Alors que les prix de l'énergie connaissent une hausse vertigineuse, notamment pour le gaz, l'électricité et le fioul, le bois s'affirme comme l'énergie renouvelable la plus abordable du marché. À l'approche de l'hiver, cette ressource est particulièrement prisée. Face à l'inflation impactant le budget des foyers, de nombreux individus cherchent des moyens économiques de se chauffer. Néanmoins, penser à ramasser du bois dans la nature doit être une idée à abandonner.
Restrictions d'accès dans les forêts
Les forêts publiques, gérées par l'Office National des Forêts (ONF), sont un bien commun, mais l'accès est strictement réglementé.

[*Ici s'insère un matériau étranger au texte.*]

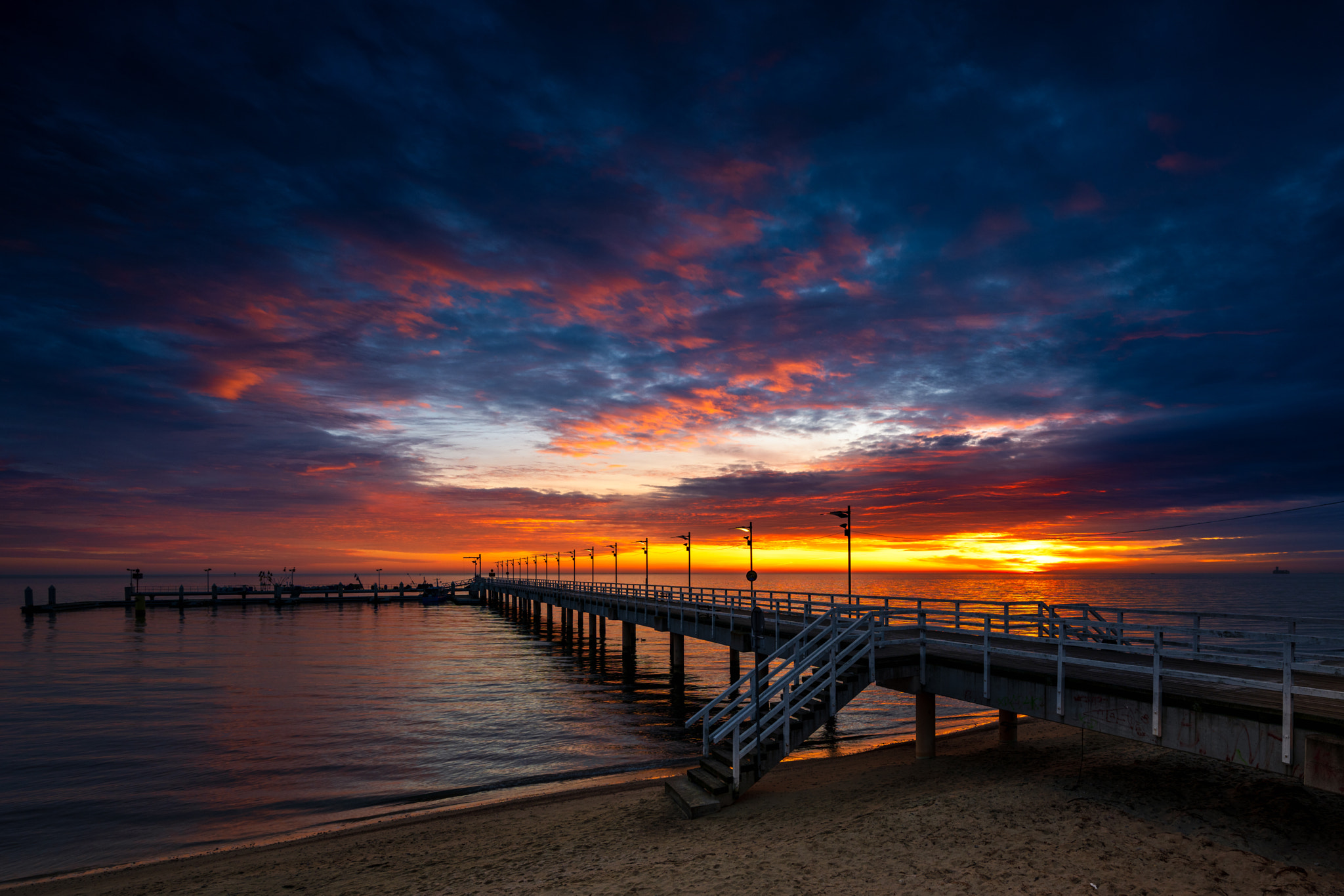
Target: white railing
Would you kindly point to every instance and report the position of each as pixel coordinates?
(1073, 634)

Les chasses, la cueillette de champignons ou la collecte de bois y sont souvent encadrées. Dans le cas des forêts privées, celles-ci sont sous la protection des propriétaires, qui peuvent interdire toute intrusion.
Le bois demeure la propriété du propriétaire foncier, qu'il s'agisse d'une personne morale (État, Collectivité Territoriale de Corse) ou physique (particulier). Imaginez qu'une personne entre dans votre potager pour se servir ; les propriétaires forestiers pourraient réagir de manière similaire si vous tentiez de prendre du bois dans leur espace.
Il convient de noter que les forêts privées, souvent accessibles pour les promeneurs, peuvent comporter des exceptions. Par exemple, certains domaines de Sologne sont grillagés pour préserver la faune lors de chasses, ce qui crée une rupture avec l'écologie naturelle et soulève des questions éthiques.
Interdit de ramasser du bois
La cueillette de champignons et le glanage de bois sont soumis à des réglementations strictes. Prendre du bois sur une parcelle sans autorisation constitue un vol. L'article 547 du Code civil stipule que tous les produits de la terre appartiennent au propriétaire. De plus, le non-respect des panneaux « Propriété privée – Défense d'entrer » peut entraîner des poursuites judiciaires, avec des sanctions financières élevées.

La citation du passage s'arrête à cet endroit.